Je ne pense pas que le fait de permettre aux citoyens d’avoir accès à leurs dossiers et de les tenir à jour signifie qu’il faut regrouper toutes les données dans une seule base de données. On craint toujours que, si tout se trouve au même endroit, une atteinte à la protection des données les touche toutes. Les cloisonnements sont utiles si c'est à juste titre et si l’utilisateur, le citoyen, peut quand même gérer ses données par l’entremise d’un seul service en ligne, même si les données mises à jour sont ensuite retournées dans...

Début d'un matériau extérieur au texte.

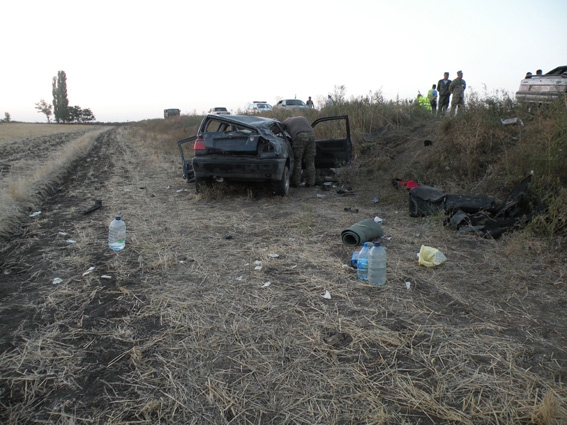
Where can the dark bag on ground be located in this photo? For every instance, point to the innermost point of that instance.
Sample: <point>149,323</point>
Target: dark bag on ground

Je pense à des domaines comme la santé, où les citoyens sont particulièrement sensibles au fait que leurs dossiers pourraient être mis à la disposition d’autres personnes. Je pense que, d’une certaine façon, le fait de cloisonner délibérément les dossiers de santé peut être une bonne chose, mais on pourrait tout de même permettre au citoyen de mettre à jour les aspects communs de ces dossiers dans les différents organismes gouvernementaux, comme les adresses, par le biais d’un seul portail.
À mon avis, cela revient à la question de l’identité, qui doit vraiment être réglée en premier. Il faut savoir à qui l'on a affaire, puis confirmer qu'il est vraiment celui à qui appartiennent ces différents répertoires de données. Je suis donc tout à fait d’accord pour dire que le citoyen est bien placé pour examiner les données et pour, selon le cas, apporter directement des modifications et des corrections ou pour demander au ministère compétent de les apporter.